Porque lo que decía el gordo no es más que lo que es (o fue) el sentido común de todos nosotros: las cirugías estéticas, las siliconas, los liftings (o estiramientos de cara hasta límites absurdos para disuadir arrugas) o los más modernos botox fueron, por definición, terreno enemigo, el otro absoluto. Cosas de vedettes más o menos infradotadas. O de mujeres desangeladas de maridos adinerados que negocian infidelidades a cambio de recauchutaje de tetas, culos, orejas o pómulos. Pero esa guerra de baja intensidad entre el cuerpo y el espejo no era propia, no era nuestra guerra. ¿Qué hubiéramos dicho de una compañera que aparecía en una reunión de núcleo con las tetas hechas a nuevo? ¿O que se preocupaba por el excesiva dimensión de sus tobillos? ¡Si hasta el maquillaje nos parecía una desviación burguesa!

Más bien, atesorábamos una batería de argumentos para refutar la obsesión por el cuerpo perfecto, argumentos que hoy, quizás, suenan algo torpes o algo rígidos (argumentos que iban desde priorizar problemas colectivos a problemas individuales hasta destacar el desarrollo intelectual por sobre el físico, o desde el intento de poner en cuestión modas y normas sobre cómo uno debía ser hasta que la salud se ocupara de quienes morían por enfermedades curables y no de quienes morían de ganas de tener una papada perfecta …). Sin embargo, no dejo de sentir cierta resignación (cierto desánimo, incluso), cada vez que esquivo estas razones para conjurar el riesgo de sonar anacrónico. No hace tanto, incluso, estas faenas estaban, aún, de la vereda de enfrente, eran parte de la fiesta menemista –fiesta  que incluyó, en su ocaso, a glorias de Frente Grande–Alianza, de Fernández Meijide a De la Rúa, ¿Y Chacho Álvarez? Ni me lo digas. (De sólo imaginar al tano De Gennaro sacándose grasita del cuello o retocándose los párpados me dan ganas de pedir a gritos que vuelvan los Ottalagano o los Margaride a la política de primera división).

Cierta resignación, decía, cierto desánimo que el proceso de transformación no logra conjurar del todo.

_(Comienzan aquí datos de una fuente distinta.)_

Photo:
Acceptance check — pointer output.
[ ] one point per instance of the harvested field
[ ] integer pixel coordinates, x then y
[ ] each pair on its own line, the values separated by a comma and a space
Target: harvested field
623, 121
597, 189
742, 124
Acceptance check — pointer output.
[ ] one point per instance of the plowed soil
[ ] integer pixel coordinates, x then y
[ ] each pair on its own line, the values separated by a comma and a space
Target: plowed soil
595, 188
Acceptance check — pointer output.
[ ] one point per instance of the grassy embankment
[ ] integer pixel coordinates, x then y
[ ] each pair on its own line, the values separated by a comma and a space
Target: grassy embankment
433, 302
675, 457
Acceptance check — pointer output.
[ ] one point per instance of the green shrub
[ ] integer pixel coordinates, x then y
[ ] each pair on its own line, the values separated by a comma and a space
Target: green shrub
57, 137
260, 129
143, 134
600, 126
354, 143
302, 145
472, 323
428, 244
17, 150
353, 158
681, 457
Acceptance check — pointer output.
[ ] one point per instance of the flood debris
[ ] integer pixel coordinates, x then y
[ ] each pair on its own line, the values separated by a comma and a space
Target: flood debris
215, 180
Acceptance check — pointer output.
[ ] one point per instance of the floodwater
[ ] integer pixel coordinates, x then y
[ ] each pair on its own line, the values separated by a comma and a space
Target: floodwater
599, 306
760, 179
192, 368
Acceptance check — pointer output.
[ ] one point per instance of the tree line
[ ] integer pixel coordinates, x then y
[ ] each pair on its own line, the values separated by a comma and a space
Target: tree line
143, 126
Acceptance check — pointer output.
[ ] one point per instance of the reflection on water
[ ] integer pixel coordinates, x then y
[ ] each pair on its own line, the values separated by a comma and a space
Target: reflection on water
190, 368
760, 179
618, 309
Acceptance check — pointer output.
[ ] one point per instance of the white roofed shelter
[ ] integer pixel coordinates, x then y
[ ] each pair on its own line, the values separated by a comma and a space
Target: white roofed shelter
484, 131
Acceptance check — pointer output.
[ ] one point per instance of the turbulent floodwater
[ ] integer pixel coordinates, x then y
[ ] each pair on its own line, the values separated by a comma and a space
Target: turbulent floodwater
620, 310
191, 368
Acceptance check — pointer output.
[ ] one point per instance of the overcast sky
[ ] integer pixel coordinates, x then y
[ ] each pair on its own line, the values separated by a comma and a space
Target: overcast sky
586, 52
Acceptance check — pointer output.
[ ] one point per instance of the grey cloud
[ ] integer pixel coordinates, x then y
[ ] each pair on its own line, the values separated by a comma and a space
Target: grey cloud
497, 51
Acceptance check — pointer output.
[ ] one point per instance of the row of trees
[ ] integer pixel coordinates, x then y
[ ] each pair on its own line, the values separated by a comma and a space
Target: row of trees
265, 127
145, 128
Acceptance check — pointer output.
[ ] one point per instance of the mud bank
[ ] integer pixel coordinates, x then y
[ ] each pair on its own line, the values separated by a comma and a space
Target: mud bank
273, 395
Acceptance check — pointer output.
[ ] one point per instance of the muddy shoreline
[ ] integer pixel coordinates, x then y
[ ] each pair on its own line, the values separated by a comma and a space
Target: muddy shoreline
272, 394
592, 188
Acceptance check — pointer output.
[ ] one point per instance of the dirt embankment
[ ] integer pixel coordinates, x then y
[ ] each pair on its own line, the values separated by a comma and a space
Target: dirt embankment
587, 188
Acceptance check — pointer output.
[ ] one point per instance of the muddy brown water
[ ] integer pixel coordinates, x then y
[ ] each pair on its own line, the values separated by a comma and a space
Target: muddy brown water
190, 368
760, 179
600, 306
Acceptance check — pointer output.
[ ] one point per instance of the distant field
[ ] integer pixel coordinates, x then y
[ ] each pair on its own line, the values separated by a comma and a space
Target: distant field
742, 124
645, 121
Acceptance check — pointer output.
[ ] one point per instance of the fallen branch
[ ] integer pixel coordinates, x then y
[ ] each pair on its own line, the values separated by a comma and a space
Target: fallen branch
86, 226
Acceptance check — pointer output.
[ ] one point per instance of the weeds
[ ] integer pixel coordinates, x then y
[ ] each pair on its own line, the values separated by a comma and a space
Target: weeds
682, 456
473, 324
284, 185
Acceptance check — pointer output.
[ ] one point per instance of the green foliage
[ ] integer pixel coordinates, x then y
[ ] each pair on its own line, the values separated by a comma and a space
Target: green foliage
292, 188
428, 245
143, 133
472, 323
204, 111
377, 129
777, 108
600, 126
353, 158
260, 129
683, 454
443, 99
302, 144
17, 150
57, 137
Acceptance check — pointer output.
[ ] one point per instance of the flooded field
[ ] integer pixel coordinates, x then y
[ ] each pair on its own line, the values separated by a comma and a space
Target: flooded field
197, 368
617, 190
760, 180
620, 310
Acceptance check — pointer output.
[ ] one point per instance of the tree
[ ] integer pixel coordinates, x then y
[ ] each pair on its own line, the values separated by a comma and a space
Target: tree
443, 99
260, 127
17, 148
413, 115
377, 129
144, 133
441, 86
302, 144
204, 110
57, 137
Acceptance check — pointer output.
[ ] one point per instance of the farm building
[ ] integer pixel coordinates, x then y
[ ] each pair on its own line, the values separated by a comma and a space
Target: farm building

La idea, sin embargo, es que no se note –la melancolía y el anacronismo son pasiones difíciles de digerir en nuestro crispado presente. No obstante, no logro encariñarme con el Shopping y sus marcas (el complemento, pienso ahora, ideal del cuerpo transformado: ¿cómo queda esta nariz redondeada con esta cartera Armani? ¿Esta rodilla re-esferizada con este par de botas tubulares Fendi?), no logro naturalizar el consumo como modo privilegiado de vincularse (con el otro, pero sobre todo con uno mismo, con la propia vida) ni como verificador de éxito político.

¿Restos de un ideologismo ramplón? ¿Endeble estela de un idealismo caprichoso? ¿Evidencia irrefutable de que después de los 50 mejor no apostar a nada más complejo que a un partido de Burako? ¿O, por el contrario, elemental inquietud ante un mundo que se inclina hacia su costado menos interesante, más jodido?

Pezones de plastilina, ¡qué gordo hijo de puta! Podría ser una canción de Serrat.